“Chi conosce il calcio e lo vive giorno dopo giorno sa cosa succede. In alcuni casi si dice meglio due feriti che un morto”. Per questa frase il portiere della nazionale  Gianluigi Buffon, potrebbe essere interrogato dalle procure che indagano sul calcio scommesse. Non si sa se sia un’indiscrezione (invenzione?) giornalistica o se sia vero.

Speriamo di no. Perché Buffon ha detto una banalità: ovvero, che in certi casi, ad un certo punto della stagione, senza neppure bisogno di mettersi d’accordo “nero su bianco”, certe partite finiscono senza “morti”. E come se avesse detto: “è meglio un punto che niente” o “è meglio un pareggio che una sconfitta”. Lo interroghiamo per questo?

E’ una banalità anche dire che scommettere sul risultato di una partita – e magari contro la propria squadra – non è la stessa cosa che un tacito patto di non belligeranza per “non farsi troppo male e muovere la classifica”. A meno di non mettere sullo stesso piano un omicidio e un’infrazione stradale.

Il mondo del calcio e dello sport in genere ha bisogno di aria pulita. Indaghino i magistrati, facciano chiarezza. E raccontino i giornalisti.
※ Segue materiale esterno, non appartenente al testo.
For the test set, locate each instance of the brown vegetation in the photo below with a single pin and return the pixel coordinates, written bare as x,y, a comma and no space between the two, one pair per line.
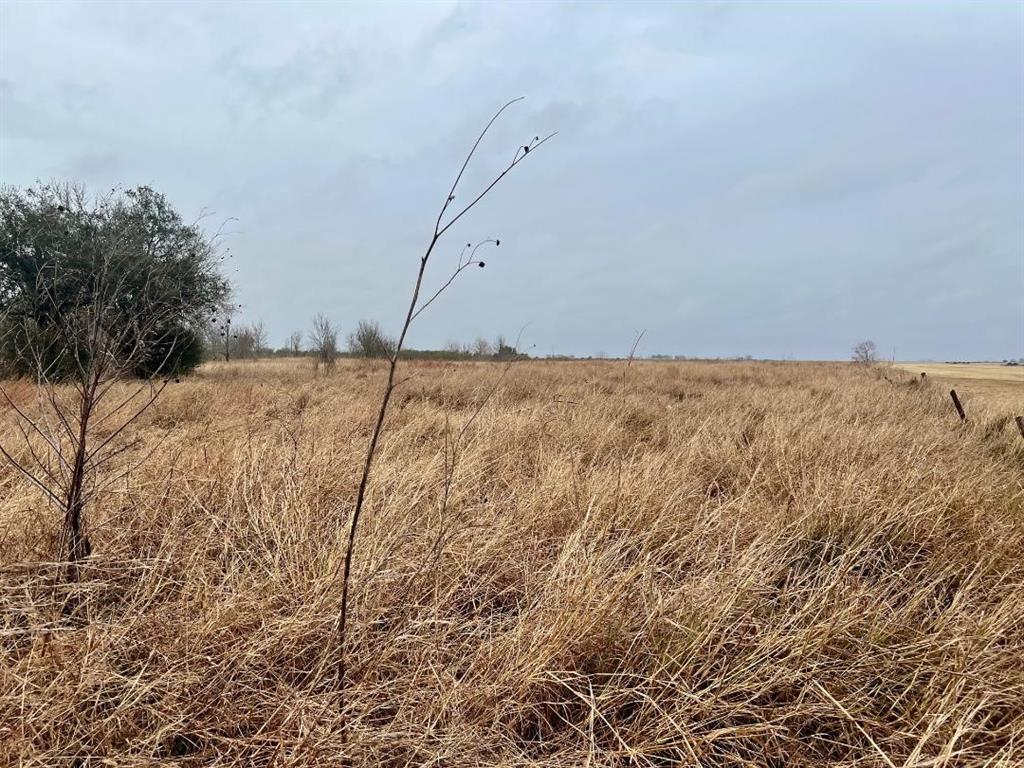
697,564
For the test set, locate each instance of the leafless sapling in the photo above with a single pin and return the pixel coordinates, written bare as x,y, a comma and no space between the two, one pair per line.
441,226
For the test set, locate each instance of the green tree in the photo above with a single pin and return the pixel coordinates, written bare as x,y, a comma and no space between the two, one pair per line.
59,249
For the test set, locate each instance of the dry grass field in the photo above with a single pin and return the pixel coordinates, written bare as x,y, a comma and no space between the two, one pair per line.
682,563
995,384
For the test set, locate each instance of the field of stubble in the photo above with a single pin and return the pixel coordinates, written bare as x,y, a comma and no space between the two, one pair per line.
718,564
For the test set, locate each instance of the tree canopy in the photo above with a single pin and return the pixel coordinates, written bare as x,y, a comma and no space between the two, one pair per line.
125,259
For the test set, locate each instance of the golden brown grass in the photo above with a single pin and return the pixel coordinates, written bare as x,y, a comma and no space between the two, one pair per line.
737,564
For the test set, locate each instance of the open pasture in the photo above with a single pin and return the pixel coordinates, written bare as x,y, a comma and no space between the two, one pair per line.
666,563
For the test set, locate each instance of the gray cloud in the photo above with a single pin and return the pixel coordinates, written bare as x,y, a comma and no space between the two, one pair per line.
772,179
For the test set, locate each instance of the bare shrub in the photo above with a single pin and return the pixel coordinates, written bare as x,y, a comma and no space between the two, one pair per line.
324,342
865,353
368,340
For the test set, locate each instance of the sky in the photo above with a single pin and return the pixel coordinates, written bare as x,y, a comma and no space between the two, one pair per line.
772,179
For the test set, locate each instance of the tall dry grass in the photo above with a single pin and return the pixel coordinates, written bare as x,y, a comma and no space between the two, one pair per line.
737,564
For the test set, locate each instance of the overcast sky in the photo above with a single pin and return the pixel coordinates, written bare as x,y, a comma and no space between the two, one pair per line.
778,180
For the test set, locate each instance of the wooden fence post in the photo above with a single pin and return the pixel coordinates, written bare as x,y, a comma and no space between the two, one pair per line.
957,406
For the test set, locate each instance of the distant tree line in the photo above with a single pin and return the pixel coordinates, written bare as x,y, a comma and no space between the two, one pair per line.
79,269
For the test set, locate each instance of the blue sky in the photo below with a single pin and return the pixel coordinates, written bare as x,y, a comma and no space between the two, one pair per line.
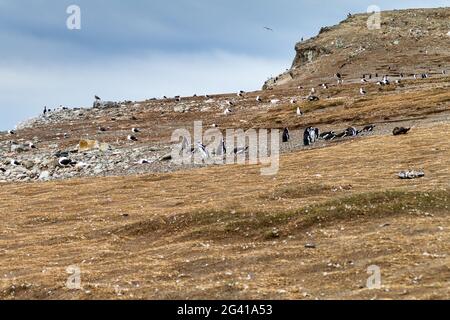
133,50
Se serve fermiamo i campionati, come ha detto Monti; io l’avrei fatto, dopo l’incredibile episodio di Genoa-Siena, “fermata” da quattro ultras.

Ma il rischio che a fare di tutt’erba un fascio si finisce per dare una mano a chi dice “tutti colpevoli, nessun colpevole” è alto.

Non trasformiamo un’indagine che potrebbe essere una bella ramazzata allo sporco che c’é nel mondo del calcio in una colossale buffonata.